From Annie Hall to Perry Mason, the confirmation hearings have been filled with film and TV references

I never thought the Sonia Sotomayor hearings would be a source of film and TV references, but yesterday we had the Annie Hall moment, and today we got this:

An episode of the television show “Perry Mason” influenced a young Sonia Sotomayor to become a prosecutor, she testified Wednesday at her confirmation hearing to become the nation’s first Hispanic Supreme Court justice…

“No, my job as a prosecutor is to do justice, and justice is served when a guilty man is convicted and an innocent man is not,” she quoted the prosecutor as saying.

“That TV character said something that motivated my choices in life,” Sotomayor said.

I guess that’s plausible enough, but really — being inspired to become a defense attorney by Perry Mason is one thing, but this is the first I’ve ever heard of Hamilton Burger, the losingest prosecutor in the history of the criminal justice system, inspiring someone to become a prosecutor. Though as someone pointed out, Burger would probably be more likely to get appointed to the Supreme Court than Mason. The fact that he lost almost every case doesn’t stand in the way of his nomination, whereas Perry has all kinds of skeletons in his closet.

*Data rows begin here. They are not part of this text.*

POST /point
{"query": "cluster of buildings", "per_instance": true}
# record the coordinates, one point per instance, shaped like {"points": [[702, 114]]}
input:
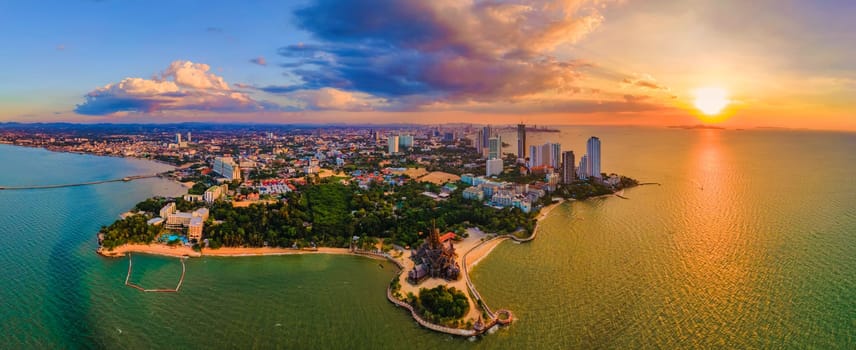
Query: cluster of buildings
{"points": [[504, 194], [398, 143], [193, 221], [540, 159]]}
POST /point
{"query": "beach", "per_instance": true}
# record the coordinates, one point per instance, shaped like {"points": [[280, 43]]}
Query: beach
{"points": [[182, 251]]}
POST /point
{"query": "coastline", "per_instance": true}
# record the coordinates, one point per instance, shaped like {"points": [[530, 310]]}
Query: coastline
{"points": [[173, 166], [470, 259], [184, 251]]}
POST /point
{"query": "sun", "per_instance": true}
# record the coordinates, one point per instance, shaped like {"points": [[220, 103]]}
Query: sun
{"points": [[711, 100]]}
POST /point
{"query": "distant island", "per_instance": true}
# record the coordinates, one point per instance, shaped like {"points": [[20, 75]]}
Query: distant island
{"points": [[697, 126]]}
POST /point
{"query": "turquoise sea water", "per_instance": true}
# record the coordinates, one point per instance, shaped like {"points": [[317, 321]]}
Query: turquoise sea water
{"points": [[750, 242]]}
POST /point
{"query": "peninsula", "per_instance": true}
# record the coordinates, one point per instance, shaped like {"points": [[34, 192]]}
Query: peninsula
{"points": [[432, 203]]}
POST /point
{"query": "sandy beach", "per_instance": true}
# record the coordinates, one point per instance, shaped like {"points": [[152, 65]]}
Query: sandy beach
{"points": [[181, 251], [239, 251], [155, 249]]}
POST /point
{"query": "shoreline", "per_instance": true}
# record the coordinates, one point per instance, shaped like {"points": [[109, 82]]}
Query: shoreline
{"points": [[184, 251], [477, 253], [93, 154]]}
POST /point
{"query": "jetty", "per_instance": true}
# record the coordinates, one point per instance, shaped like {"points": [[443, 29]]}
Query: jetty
{"points": [[42, 187], [157, 290]]}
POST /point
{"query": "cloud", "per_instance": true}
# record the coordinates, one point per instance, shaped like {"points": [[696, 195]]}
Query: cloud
{"points": [[439, 51], [644, 81], [259, 61], [184, 85], [334, 99], [636, 98]]}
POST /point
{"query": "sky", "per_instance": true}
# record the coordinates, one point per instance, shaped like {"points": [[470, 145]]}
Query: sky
{"points": [[781, 63]]}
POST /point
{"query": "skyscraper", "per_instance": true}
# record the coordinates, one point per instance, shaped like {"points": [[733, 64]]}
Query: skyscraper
{"points": [[494, 150], [392, 143], [568, 163], [593, 154], [486, 135], [493, 167], [554, 154], [406, 141], [548, 154], [478, 142]]}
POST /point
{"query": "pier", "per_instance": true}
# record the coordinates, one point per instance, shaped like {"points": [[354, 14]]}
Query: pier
{"points": [[157, 290], [42, 187]]}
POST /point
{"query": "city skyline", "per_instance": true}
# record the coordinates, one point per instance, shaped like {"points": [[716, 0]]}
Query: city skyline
{"points": [[550, 63]]}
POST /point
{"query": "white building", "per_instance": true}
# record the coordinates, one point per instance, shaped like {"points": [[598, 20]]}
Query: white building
{"points": [[212, 194], [568, 163], [167, 209], [473, 193], [494, 147], [226, 167], [392, 143], [194, 228], [593, 154], [548, 154], [405, 141], [493, 167], [179, 219]]}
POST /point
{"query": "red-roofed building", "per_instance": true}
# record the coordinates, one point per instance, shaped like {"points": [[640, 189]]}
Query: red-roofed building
{"points": [[447, 236]]}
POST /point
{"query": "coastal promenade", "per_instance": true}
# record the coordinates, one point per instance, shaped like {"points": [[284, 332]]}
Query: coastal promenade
{"points": [[42, 187]]}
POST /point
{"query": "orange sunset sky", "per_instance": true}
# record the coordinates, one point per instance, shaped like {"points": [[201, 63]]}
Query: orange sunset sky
{"points": [[737, 64]]}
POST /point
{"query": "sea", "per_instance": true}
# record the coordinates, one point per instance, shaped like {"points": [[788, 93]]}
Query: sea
{"points": [[744, 239]]}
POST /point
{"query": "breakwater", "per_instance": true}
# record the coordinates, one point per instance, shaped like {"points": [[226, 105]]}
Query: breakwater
{"points": [[89, 183]]}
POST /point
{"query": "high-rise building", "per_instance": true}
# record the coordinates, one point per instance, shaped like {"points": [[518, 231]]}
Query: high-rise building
{"points": [[486, 135], [494, 149], [226, 167], [493, 167], [554, 154], [583, 168], [392, 143], [568, 163], [593, 154], [548, 154], [478, 143], [405, 141]]}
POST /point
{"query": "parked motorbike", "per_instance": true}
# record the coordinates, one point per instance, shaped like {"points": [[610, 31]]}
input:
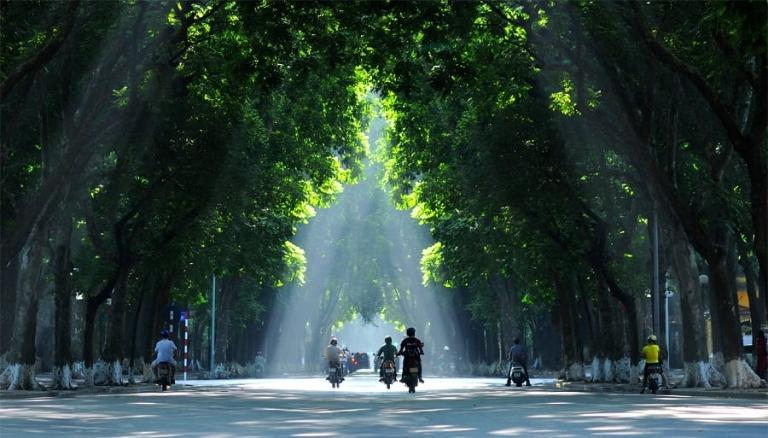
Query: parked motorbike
{"points": [[517, 374], [390, 372], [335, 373], [654, 378], [164, 375], [411, 375]]}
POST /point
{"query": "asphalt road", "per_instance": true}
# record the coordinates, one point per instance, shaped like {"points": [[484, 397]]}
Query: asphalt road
{"points": [[364, 407]]}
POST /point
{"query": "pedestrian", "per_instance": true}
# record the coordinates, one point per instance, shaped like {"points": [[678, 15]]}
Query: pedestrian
{"points": [[760, 352]]}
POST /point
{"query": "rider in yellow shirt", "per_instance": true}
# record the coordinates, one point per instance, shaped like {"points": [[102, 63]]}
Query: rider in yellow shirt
{"points": [[652, 357]]}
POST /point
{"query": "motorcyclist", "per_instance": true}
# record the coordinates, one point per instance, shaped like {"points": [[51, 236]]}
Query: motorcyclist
{"points": [[165, 351], [388, 351], [333, 357], [518, 355], [411, 348], [260, 363], [652, 356]]}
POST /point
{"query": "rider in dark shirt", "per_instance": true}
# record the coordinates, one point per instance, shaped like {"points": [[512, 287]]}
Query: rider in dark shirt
{"points": [[411, 348], [517, 354], [389, 352]]}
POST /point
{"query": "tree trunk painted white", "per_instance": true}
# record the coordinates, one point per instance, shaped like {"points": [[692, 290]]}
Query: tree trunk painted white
{"points": [[597, 371], [738, 374], [115, 373], [575, 372], [697, 374], [609, 370], [62, 378], [101, 373], [19, 377], [88, 376], [623, 370]]}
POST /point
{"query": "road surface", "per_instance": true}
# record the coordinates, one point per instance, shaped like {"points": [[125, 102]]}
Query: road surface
{"points": [[364, 407]]}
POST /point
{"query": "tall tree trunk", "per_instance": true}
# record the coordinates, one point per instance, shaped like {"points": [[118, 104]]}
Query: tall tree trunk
{"points": [[573, 361], [62, 266], [737, 372], [756, 304], [507, 296], [695, 361], [20, 373], [8, 283]]}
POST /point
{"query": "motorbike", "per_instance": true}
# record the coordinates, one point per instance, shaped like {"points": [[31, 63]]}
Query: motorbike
{"points": [[517, 374], [654, 378], [164, 375], [335, 373], [411, 375], [390, 373]]}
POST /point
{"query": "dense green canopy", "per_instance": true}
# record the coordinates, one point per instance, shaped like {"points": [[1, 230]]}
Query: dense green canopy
{"points": [[147, 146]]}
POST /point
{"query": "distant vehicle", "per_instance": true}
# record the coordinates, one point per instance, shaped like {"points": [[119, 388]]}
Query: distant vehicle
{"points": [[390, 373], [164, 375], [517, 374], [335, 375], [654, 377], [411, 375]]}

http://www.youtube.com/watch?v=7bUYIq-8Tuo

For those who are wondering, like Senator Franken, about the episode where Perry lost a case, I refer you to the Perry Mason Show Book. The episode in question is “The Case of the Deadly Verdict,” which was a pure ratings-stunt kind of thing: the trial takes place at the beginning of the episode, and though Perry comes out on top in the end, the episode is set up so the network could promote the hell out of it (“Perry Mason loses a case!”). As you can see from the above discussion, the promotion worked.